I am reading a problem about probabilities with dependent events.
There are $3$ people selected from $5$ freshmen, $2$ sophomores and $4$ juniors. What is the probability that the first $2$ people selected are freshmen and the third a junior?
I thought that this is solvable by using combinations.
I.e.
There are $\binom{11}{3}$ ways to select $3$ out of $11$ students (I hope that the notation is for combinations and not permutations as I get these 2 notations mixed).
This is $$\frac{11!}{3!\cdot 8!} = 165$$ ways
To choose $2$ freshman from $5$ is: $$\frac{5!}{2!\cdot 3!}$$
To choose $1$ junior from $4$ is: $$\frac{4!}{1!\cdot 3!}$$
So the probability we are looking for is:
$$\frac{\frac{5!}{2!\cdot 3!} \cdot \frac{4!}{1!\cdot 3!}}{165} = \frac{40}{165}=\frac{8}{33}$$
but the answer is wrong.
Is it not possible to use the combinations formula for calculating such a probability with $3$ dependent events?

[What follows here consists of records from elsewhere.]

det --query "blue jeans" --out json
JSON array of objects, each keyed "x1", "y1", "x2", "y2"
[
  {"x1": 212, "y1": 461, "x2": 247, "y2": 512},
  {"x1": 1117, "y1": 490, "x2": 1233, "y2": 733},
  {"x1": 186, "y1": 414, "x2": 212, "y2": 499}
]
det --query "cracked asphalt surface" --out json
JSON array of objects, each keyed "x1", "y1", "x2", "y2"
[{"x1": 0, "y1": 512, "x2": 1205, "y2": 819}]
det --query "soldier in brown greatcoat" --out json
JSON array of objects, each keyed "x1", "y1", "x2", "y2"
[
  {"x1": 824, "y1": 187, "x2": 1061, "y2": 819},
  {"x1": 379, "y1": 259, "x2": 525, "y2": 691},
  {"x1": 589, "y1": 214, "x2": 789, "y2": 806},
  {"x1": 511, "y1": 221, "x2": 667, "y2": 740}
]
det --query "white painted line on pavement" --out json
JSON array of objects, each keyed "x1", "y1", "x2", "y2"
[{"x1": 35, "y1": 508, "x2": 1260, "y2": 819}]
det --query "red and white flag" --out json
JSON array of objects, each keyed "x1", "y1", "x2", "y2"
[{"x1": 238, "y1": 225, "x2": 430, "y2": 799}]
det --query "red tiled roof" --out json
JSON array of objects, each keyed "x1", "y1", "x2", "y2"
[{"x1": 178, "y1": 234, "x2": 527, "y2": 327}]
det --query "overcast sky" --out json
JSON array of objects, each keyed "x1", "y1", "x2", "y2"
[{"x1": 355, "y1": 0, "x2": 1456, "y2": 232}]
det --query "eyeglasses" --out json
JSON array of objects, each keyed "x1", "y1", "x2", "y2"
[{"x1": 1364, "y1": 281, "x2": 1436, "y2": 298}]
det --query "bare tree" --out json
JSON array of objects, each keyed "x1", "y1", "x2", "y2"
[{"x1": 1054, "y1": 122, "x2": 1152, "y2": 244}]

Your answer would be correct if the question were:
That would be a question about combinations - how many ways to choose 2 freshman out of 5 and one junior out of 4, over the number of ways to choose a group of 3 students from 11.
That is subtly different from the question which was asked. The question in your post says the first two people are freshman, and the third is a junior - i.e., the order of selection matters. So you should instead use permutations.